I will always choose to challenge myself intellectually.   Every book I read expands my world view.  I have met and will continue to encounter people who have no understanding of this concept of truly living by one’s experiential truth.  I’m too intense and direct for some, but that’s also the quality in me that has drawn in so many incredible people into my life.  They get me and I’m enough.  I’ve never met a positivity oozer who’s made me laugh or entertained me.  It’s the people with moxie that I have the best time with.

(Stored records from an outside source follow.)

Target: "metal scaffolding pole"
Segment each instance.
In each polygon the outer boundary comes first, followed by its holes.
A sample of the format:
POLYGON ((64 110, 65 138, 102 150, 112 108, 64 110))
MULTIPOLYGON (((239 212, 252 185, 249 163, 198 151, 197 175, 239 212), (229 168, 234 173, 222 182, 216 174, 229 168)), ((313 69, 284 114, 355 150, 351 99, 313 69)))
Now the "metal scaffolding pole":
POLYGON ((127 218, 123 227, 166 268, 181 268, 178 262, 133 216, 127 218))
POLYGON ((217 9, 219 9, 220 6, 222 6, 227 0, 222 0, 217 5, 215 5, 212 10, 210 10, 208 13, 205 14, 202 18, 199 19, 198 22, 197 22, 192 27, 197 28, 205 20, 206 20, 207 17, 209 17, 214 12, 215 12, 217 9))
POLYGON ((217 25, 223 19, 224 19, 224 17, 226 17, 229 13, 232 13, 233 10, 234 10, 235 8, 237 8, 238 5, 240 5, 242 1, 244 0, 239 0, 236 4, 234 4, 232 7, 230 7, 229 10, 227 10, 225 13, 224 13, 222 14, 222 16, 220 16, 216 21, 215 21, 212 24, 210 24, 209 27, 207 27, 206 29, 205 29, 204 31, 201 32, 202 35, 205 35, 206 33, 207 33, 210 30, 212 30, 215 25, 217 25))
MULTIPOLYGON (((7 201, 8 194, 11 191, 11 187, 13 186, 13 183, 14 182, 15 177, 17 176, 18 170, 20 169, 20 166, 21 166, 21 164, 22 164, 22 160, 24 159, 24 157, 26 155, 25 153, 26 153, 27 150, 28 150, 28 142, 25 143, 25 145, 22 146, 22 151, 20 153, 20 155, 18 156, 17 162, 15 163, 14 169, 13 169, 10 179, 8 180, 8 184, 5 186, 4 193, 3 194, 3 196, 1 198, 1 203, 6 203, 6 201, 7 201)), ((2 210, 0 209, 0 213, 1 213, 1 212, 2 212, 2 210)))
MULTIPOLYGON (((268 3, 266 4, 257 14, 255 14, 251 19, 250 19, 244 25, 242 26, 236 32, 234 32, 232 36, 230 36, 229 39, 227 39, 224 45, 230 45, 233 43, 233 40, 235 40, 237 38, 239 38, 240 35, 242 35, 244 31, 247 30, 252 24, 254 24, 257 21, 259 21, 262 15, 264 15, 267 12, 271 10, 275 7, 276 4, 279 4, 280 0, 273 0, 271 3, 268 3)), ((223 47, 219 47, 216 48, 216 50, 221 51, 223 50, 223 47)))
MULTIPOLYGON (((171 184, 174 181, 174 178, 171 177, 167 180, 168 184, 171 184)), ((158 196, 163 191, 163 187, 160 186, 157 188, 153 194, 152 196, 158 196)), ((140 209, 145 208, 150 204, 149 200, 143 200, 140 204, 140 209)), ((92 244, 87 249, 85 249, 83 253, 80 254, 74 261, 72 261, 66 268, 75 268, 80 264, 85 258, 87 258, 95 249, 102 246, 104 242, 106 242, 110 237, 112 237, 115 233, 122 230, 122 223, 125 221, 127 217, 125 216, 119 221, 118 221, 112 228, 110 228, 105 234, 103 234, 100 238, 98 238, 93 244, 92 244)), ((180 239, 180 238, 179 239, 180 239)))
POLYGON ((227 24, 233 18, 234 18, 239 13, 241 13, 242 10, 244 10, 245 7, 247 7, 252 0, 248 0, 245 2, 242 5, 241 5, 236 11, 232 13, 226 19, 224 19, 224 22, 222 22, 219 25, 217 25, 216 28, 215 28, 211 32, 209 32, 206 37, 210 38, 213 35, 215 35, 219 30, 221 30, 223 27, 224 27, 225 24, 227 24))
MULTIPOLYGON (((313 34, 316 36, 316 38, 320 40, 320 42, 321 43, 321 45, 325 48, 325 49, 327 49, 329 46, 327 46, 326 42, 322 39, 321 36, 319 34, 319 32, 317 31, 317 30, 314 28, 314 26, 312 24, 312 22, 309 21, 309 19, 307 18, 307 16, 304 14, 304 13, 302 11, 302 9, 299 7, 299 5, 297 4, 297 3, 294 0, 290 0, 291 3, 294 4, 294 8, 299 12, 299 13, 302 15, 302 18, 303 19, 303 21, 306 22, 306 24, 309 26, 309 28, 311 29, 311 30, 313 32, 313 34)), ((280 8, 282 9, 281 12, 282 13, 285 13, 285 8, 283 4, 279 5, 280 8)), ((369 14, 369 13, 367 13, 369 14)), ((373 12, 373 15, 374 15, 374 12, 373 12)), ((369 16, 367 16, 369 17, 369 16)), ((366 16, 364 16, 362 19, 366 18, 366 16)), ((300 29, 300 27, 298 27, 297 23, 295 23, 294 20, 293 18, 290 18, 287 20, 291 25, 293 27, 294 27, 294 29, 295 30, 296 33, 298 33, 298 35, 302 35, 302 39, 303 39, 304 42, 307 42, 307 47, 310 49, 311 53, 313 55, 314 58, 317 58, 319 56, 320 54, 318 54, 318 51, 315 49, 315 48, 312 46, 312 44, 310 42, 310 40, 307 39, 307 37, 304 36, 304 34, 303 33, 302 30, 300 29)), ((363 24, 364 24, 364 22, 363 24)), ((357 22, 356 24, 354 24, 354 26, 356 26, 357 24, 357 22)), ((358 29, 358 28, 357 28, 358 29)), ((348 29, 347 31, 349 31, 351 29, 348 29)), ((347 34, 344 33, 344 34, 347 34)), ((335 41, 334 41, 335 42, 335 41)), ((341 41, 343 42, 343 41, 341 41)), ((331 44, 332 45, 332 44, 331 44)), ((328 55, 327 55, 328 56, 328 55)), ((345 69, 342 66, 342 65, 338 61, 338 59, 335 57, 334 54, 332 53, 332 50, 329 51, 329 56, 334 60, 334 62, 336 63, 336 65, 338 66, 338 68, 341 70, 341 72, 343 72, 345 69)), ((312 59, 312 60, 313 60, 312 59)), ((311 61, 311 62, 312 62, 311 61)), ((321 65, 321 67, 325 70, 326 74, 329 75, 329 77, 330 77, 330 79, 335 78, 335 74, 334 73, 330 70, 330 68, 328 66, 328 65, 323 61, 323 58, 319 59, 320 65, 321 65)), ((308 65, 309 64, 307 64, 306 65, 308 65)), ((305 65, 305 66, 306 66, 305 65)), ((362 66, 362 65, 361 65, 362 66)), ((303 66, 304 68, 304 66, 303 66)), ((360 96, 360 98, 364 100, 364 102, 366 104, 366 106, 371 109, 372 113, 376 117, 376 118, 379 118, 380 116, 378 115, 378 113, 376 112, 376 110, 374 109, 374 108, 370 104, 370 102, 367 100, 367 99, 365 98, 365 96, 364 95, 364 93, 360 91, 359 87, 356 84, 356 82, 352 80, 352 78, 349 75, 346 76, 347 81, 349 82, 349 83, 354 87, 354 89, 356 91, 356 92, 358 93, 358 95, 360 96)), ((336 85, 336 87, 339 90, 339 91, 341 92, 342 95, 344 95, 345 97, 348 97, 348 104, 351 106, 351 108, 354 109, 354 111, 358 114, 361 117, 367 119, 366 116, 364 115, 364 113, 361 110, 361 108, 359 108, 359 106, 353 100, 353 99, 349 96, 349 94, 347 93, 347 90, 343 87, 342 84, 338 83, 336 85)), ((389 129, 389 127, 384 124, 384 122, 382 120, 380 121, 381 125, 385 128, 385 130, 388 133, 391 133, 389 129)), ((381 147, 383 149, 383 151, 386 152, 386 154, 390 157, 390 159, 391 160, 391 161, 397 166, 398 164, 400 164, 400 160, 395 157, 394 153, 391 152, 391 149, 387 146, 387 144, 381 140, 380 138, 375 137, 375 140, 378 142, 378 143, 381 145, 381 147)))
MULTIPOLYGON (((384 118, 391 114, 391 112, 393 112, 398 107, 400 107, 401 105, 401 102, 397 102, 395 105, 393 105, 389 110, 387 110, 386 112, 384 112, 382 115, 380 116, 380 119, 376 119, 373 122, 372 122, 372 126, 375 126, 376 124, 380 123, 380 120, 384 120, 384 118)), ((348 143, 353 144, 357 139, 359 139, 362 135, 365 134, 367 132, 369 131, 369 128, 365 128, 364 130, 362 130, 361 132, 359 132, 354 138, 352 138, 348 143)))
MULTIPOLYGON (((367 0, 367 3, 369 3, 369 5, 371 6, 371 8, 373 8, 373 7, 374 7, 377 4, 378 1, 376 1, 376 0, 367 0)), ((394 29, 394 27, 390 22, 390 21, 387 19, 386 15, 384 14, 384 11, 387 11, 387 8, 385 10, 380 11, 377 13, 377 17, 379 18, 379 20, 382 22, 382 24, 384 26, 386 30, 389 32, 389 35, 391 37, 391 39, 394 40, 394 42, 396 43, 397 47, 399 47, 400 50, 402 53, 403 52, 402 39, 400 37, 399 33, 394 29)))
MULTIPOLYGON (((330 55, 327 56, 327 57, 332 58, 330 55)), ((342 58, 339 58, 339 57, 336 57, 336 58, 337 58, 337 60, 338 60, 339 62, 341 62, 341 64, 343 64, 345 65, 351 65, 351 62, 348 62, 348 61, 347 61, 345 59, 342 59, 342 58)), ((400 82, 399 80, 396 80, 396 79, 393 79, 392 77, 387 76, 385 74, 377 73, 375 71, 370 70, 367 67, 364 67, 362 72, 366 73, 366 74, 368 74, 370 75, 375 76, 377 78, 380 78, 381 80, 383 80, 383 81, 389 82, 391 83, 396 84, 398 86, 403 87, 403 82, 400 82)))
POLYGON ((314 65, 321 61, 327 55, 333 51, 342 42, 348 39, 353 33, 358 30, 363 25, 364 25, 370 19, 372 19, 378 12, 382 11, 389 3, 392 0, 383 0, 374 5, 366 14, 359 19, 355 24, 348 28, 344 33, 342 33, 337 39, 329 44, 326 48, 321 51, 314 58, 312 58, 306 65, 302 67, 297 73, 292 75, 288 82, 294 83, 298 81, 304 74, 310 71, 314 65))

I end this blog with a quote from Vaclav Havel: “keep the company of those who seek the truth, and run from those who’ve found it”.

 

 

Would you think Beethoven was a better composer if he had a master’s degree?

Einstein quote

Many years ago, while in my teens and early twenties, I went to acting school.  I attended the high school of performing arts (the Fame school) in Manhattan.  I also went to other schools that had prestigious reputations.  I noticed early on how many people weren’t that talented, yet, they were endlessly encouraged to persist in a field where chances were slim to none they would end up as a working actor.  They would rack up credentials to fill their resumes with.  Meanwhile, plenty of brilliant actors didn’t need a single acting class to shine.  In my opinion, you either had it or didn’t and if you were in the second category it didn’t matter how much Shakespeare you performed, you weren’t improving.  I also attended a writing class and it was the same experience.  Week after week people would read their stories clinging to the hope they would soon be discovered and could eke out an existence where writing paid their bills.  I would sit there astonished at how boring and unoriginal so much of their writing was and then be shocked and dismayed when the teacher would tell them how fabulous their creation was.   When practicing an art, whether music, writing, painting, acting or even intuition, it doesn’t matter how many seals or degrees you have, what matters is the experience you provide to another.  In fact, I think too much professional guidance tends to lay waste to an ability that comes naturally without force.  Someone can’t really learn to be psychic or communicate with dead people.  Sure, you can learn to improve and have structure that is beneficial, but just because someone has attended twenty different programs doesn’t necessarily mean they are more gifted.  Personally, when I have an interest, instead of paying someone to teach it to me, I read.  Never underestimate the power of books.  People who have studied long and hard and have done copious amounts of research can teach me with their words of wisdom.   I don’t feel the need to have a long resume or a lot of letters after my name to prove I’m capable.

The world is full of people trying to succeed.  Success can mean many different things depending on how you view it.  When it comes to someone wanting to be an expert in any given field, most will find a program or course that will teach them how to do what it is they want and desire.   In the realm of spirituality, everywhere you look, there are loads of online schools that promote ways you can learn anything: astrology, past-life regression, tarot, mediumship, Reiki, Shamanism, etc.  These new age modalities appeal to many and rightly so.  In a universe shrouded in mystery there is so much unknown, unexplainable, fascinating phenomena.  Between books, podcasts, webinars, lectures and workshops, there has never been a time when so much access is granted to so many to pursue the esoteric.  All this is great, but it comes with a catch.  When students who feel compelled to explore these topics (with the hope of establishing a professional practice), and have the time and means to indulge, the end result is often mediocrity, because many of these seekers are strongly encouraged by teachers who ooze positivity while stuffing their own purses.

Animals don’t need any education at all.  They’re perfectly brilliant just the way they are. And, they never have to prove a thing.